Kewajiban Mencari Qarinah
Menurut Syaikh ‘Atha bin Khalil, seorang mujtahid yang akan
mengistinbath hukum syara’ haruslah menempuh 2 (dua) langkah sebagai
berikut :
Pertama, mencari dalil yang menetapkan adanya thalab dalam suatu nash, baik thalab itu berupa thalabul fi’li (tuntutan untuk mengerjakan perbuatan), ataupun berupa thalabut tarki (tuntutan untuk meninggalkan perbuatan).
Kedua, mencari qarinah yang kalau
digabungkan dengan dalil thalab yang telah diperoleh, akan dapat
menjelaskan jenis tuntutan dan menentukan maknanya. (‘Atha bin Khalil, Taysir Wushul Ila Al Ushul, hlm. 19).

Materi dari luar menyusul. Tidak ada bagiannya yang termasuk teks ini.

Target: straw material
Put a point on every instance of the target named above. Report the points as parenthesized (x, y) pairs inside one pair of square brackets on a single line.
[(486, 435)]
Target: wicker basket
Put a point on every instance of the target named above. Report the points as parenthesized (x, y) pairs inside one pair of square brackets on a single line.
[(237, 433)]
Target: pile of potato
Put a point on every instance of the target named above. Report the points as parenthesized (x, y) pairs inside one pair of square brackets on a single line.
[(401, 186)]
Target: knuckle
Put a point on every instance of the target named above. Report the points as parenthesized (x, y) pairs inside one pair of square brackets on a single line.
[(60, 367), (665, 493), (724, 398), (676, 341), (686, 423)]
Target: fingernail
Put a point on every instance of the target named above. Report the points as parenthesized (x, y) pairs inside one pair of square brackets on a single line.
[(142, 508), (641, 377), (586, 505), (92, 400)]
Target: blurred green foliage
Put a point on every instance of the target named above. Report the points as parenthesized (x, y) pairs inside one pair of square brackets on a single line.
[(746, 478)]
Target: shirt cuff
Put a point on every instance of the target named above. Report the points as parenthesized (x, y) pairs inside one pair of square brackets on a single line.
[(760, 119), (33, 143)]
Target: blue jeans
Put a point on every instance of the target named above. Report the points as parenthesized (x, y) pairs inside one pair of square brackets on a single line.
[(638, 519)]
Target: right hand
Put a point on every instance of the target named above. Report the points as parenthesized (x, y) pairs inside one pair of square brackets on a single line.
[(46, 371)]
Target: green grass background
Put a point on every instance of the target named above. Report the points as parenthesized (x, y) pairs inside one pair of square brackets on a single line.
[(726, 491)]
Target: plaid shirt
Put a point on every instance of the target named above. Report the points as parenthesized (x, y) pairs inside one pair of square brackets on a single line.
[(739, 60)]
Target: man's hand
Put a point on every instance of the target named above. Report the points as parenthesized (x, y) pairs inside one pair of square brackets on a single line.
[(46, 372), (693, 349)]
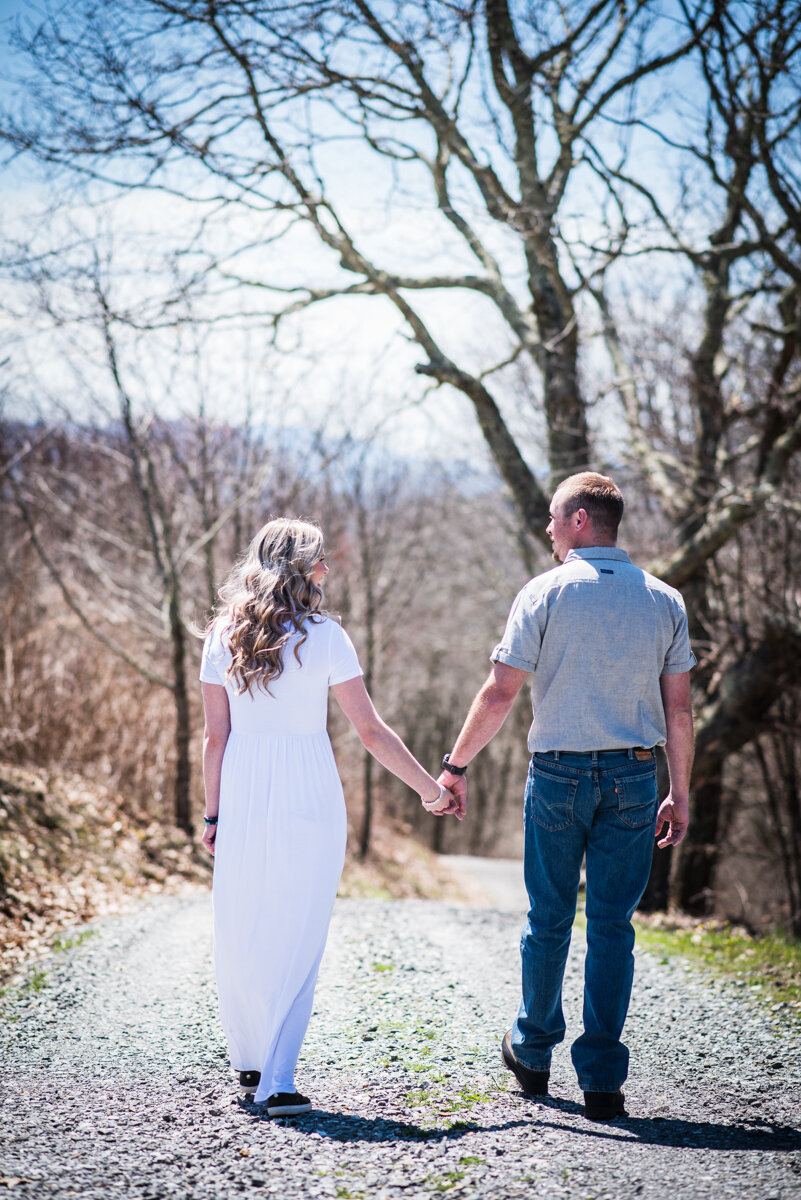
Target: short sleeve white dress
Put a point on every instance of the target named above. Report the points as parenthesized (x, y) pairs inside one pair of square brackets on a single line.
[(279, 849)]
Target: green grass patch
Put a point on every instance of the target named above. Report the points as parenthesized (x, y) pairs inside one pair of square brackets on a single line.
[(62, 942), (768, 966)]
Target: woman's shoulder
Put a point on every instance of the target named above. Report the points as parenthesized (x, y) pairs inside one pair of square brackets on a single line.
[(216, 641)]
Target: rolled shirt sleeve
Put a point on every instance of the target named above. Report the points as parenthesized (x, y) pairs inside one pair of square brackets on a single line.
[(519, 646), (680, 657)]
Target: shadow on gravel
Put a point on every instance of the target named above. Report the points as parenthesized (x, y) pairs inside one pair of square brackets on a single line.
[(348, 1127), (673, 1132)]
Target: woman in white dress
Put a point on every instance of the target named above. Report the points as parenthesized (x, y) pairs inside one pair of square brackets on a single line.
[(275, 809)]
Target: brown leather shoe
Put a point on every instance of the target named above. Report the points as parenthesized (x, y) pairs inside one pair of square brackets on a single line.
[(604, 1105), (534, 1083)]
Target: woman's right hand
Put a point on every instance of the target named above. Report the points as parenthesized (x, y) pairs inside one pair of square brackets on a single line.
[(449, 803)]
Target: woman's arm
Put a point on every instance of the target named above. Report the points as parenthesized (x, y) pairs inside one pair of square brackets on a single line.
[(384, 743), (215, 738)]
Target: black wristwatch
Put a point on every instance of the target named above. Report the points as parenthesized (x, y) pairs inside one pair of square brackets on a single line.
[(447, 766)]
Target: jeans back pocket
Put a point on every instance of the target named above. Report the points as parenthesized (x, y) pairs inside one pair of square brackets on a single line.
[(552, 798), (637, 798)]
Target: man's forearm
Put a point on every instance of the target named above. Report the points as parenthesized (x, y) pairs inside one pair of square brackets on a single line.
[(680, 748), (487, 713)]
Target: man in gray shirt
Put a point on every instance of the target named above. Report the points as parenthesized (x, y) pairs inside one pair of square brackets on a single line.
[(610, 655)]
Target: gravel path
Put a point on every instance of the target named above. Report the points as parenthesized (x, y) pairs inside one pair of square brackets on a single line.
[(115, 1080)]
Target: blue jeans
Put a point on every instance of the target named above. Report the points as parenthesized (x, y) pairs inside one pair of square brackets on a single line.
[(602, 805)]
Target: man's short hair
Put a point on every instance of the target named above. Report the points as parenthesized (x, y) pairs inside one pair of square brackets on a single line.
[(597, 495)]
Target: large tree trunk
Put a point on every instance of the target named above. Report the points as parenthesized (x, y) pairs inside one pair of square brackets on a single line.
[(735, 714), (182, 809)]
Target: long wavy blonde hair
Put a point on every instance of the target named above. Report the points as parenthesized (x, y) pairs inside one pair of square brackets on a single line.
[(267, 589)]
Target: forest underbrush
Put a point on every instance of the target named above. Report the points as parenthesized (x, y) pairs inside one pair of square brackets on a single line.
[(72, 850)]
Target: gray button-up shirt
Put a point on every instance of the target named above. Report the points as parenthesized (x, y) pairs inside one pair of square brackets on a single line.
[(597, 633)]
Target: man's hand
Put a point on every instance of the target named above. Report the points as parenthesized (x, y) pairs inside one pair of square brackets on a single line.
[(675, 814), (458, 786)]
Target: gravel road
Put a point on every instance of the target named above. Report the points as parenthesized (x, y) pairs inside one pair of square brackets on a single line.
[(115, 1080)]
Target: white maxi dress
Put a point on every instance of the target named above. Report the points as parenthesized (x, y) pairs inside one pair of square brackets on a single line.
[(279, 849)]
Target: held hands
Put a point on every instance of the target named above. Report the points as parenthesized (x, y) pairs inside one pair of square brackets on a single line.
[(453, 799), (445, 804), (675, 814)]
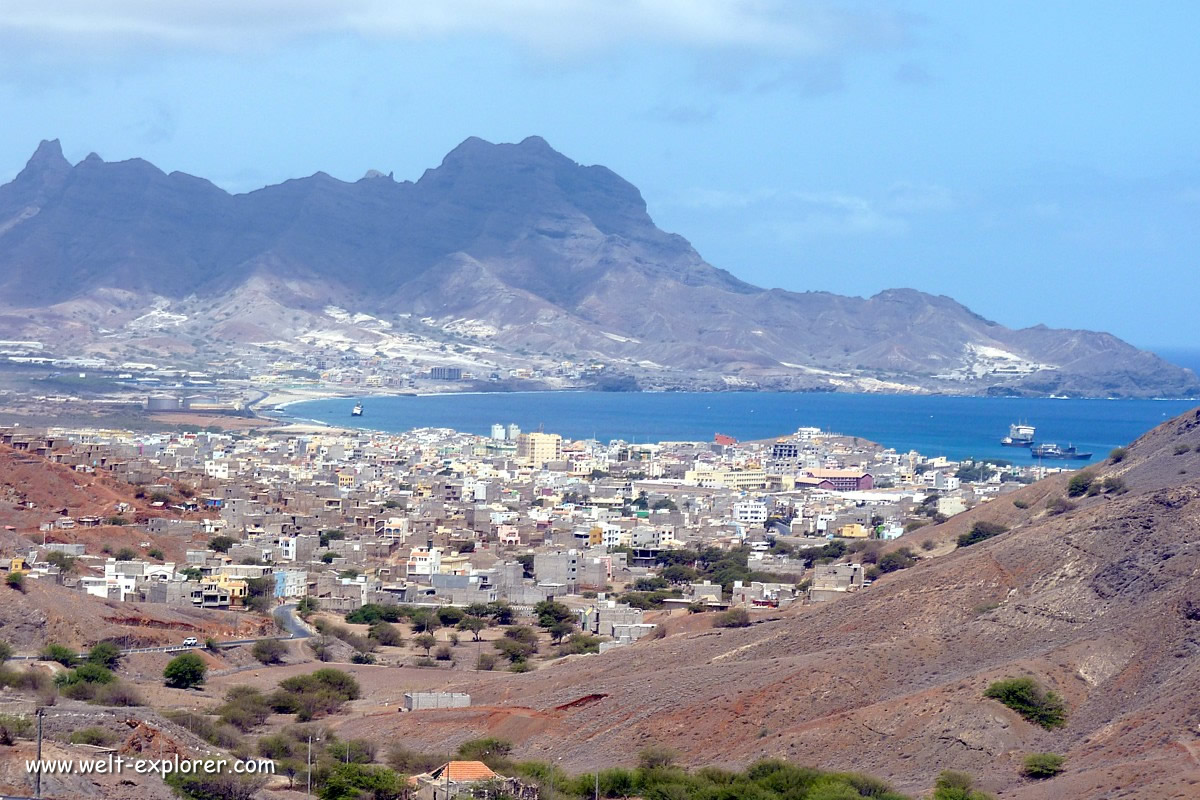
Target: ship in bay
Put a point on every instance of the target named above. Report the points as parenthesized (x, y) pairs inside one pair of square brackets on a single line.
[(1019, 435)]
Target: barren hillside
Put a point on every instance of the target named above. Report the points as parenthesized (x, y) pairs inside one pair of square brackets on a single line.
[(1101, 603)]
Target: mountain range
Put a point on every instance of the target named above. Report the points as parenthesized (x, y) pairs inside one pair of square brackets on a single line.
[(511, 248)]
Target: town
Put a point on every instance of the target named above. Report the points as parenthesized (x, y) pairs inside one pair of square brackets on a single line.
[(618, 533)]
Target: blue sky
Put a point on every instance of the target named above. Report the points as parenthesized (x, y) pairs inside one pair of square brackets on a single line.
[(1036, 161)]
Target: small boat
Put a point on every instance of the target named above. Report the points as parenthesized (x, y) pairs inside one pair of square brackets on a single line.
[(1054, 451), (1019, 435)]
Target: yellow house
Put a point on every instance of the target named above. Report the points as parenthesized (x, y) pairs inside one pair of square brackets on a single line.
[(853, 530), (235, 587)]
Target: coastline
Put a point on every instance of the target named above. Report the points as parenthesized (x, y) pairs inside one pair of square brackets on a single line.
[(965, 427)]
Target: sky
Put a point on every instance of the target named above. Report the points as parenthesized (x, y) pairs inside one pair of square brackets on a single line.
[(1036, 161)]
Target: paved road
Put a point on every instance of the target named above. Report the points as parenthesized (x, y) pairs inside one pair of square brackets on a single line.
[(286, 615)]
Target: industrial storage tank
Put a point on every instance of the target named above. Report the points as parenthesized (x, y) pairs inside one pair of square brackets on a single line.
[(163, 403)]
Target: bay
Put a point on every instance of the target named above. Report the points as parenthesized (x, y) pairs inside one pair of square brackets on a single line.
[(955, 427)]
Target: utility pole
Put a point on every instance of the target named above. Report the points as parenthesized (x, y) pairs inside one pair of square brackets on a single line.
[(37, 775)]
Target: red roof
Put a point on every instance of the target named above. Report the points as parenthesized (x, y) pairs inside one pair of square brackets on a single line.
[(465, 771)]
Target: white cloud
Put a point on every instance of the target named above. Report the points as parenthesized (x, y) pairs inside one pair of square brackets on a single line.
[(558, 26)]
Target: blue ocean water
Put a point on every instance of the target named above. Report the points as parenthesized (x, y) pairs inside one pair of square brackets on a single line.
[(957, 427)]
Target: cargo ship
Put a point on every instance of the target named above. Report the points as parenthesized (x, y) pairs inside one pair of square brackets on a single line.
[(1019, 435), (1054, 451)]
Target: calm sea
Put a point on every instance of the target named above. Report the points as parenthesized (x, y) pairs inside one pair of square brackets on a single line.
[(957, 427)]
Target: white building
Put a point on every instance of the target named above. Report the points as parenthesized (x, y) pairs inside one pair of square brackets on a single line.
[(750, 512)]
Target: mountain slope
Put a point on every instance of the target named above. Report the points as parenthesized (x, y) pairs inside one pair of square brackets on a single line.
[(1101, 605), (544, 254)]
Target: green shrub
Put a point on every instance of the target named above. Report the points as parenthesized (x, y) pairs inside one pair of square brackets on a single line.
[(207, 728), (732, 618), (981, 531), (323, 691), (106, 654), (13, 727), (355, 751), (898, 559), (1042, 765), (387, 635), (489, 750), (1115, 485), (85, 673), (118, 693), (1027, 698), (245, 708), (221, 543), (199, 785), (185, 671), (353, 781), (409, 762), (93, 735), (1060, 506), (269, 651), (64, 655), (952, 785)]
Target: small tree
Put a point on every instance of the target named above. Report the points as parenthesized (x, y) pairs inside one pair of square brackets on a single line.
[(425, 641), (387, 635), (558, 631), (185, 671), (221, 543), (1042, 765), (64, 561), (657, 758), (1027, 698), (952, 785), (473, 625), (425, 621)]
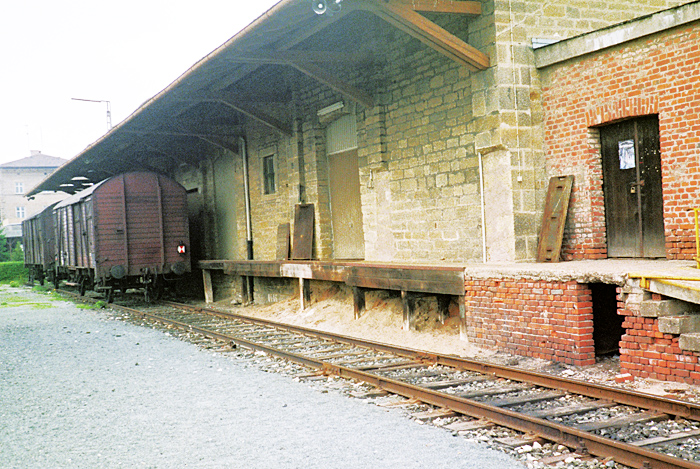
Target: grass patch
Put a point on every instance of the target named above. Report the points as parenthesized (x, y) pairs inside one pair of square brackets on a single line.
[(14, 301), (98, 305), (13, 273)]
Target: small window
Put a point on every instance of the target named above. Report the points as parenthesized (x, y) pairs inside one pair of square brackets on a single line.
[(269, 174)]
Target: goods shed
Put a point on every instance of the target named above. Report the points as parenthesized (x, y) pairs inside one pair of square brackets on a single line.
[(398, 145)]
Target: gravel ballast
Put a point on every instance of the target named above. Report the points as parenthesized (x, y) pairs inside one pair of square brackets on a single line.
[(78, 389)]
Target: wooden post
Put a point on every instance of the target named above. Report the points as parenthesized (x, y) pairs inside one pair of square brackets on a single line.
[(461, 300), (208, 290), (358, 299), (245, 290), (304, 293), (408, 300)]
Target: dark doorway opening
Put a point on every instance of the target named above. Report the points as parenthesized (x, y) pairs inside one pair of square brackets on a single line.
[(632, 188), (607, 324)]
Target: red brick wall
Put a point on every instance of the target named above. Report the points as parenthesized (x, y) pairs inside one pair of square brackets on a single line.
[(647, 353), (534, 318), (659, 74)]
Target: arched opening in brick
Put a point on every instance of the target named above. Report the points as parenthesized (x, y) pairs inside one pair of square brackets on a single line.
[(607, 324)]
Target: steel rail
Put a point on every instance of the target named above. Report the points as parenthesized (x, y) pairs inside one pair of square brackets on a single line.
[(623, 453), (665, 405)]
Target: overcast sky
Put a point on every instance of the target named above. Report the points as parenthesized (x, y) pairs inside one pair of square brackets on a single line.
[(124, 51)]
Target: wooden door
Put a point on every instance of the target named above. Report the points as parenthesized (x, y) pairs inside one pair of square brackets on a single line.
[(632, 188), (346, 206)]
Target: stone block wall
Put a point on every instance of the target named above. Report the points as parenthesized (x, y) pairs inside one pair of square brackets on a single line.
[(552, 320), (659, 74)]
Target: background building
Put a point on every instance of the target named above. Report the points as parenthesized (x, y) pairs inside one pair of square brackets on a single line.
[(17, 178)]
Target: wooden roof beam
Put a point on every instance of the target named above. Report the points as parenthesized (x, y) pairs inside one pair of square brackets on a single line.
[(445, 6), (335, 83), (221, 98), (401, 15)]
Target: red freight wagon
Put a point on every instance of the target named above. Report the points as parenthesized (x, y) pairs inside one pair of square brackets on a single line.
[(128, 231), (39, 245)]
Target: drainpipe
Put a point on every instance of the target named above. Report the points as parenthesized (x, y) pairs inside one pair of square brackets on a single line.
[(248, 220), (483, 208)]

Langkah kedua untuk mencari qarinah itu hukumnya adalah wajib secara
syar’i sehingga berdosalah seorang mujtahid kalau meninggalkan langkah
tersebut. Sebab pada dasarnya mengistinbath hukum syara’ adalah wajib
hukumnya demi untuk menyelesaikan berbagai masalah manusia (mu’alajat li masyakil al insan).
Dan kewajiban ini tidaklah mungkin terlaksana tanpa ada langkah mencari
dan memahami qarinah-qarinah. Maka langkah mencari dan memahami qarinah
hukumnya adalah wajib, berdasarkan kaidah maa laa yatimmul waajibu illa bihi fahuwa wajib (jika suatu kewajiban tidak sempurna tanpa sesuatu, maka sesuatu itu wajib pula hukumnya). (Muhammad Qasim Al Asthal, Al Qarinah ‘Inda Al Ushuliyyin wa Atsaruha fi Fahm An Nushush, hlm. 40).
Macam-Macam Qarinah
Menurut Syaikh ‘Atha bin Khalil, terdapat 3 (tiga) macam qarinah untuk memahami jenis thalab, yaitu :
pertama, qarinah yang menunjukkan jazm (hukum tegas), baik yang menunjukkan hukum haram maupun hukum wajib.
Kedua, qarinah yang menunjukkan ghair jazm (hukum tidak tegas), baik yang menunjukkan hukum mandub (sunnah) maupun hukum makruh.
Ketiga, qarinah yang menunjukkan istiwa` (hukum
mubah), yaitu qarinah yang menunjukkan kesamaan antara tuntutan
mengerjakan dengan tuntutan meninggalkan perbuatan. (‘Atha bin Khalil, Taysir Wushul Ila Al Ushul, hlm. 19-28).
Qarinah yang pertama, yakni yang menunjukkan jazm (hukum
tegas), ada banyak macam bentuknya. Antara lain adanya penjelasan
mengenai siksaan atau hukuman di dunia atau di akhirat, atau yang
semakna dengan itu, terhadap suatu perbuatan yang dikerjakan, ataupun
perbuatan yang tidak dikerjakan. Penjelasan mengenai hukuman untuk
perbuatan yang dikerjakan, misalnya hukum potong tangan bagi pencuri.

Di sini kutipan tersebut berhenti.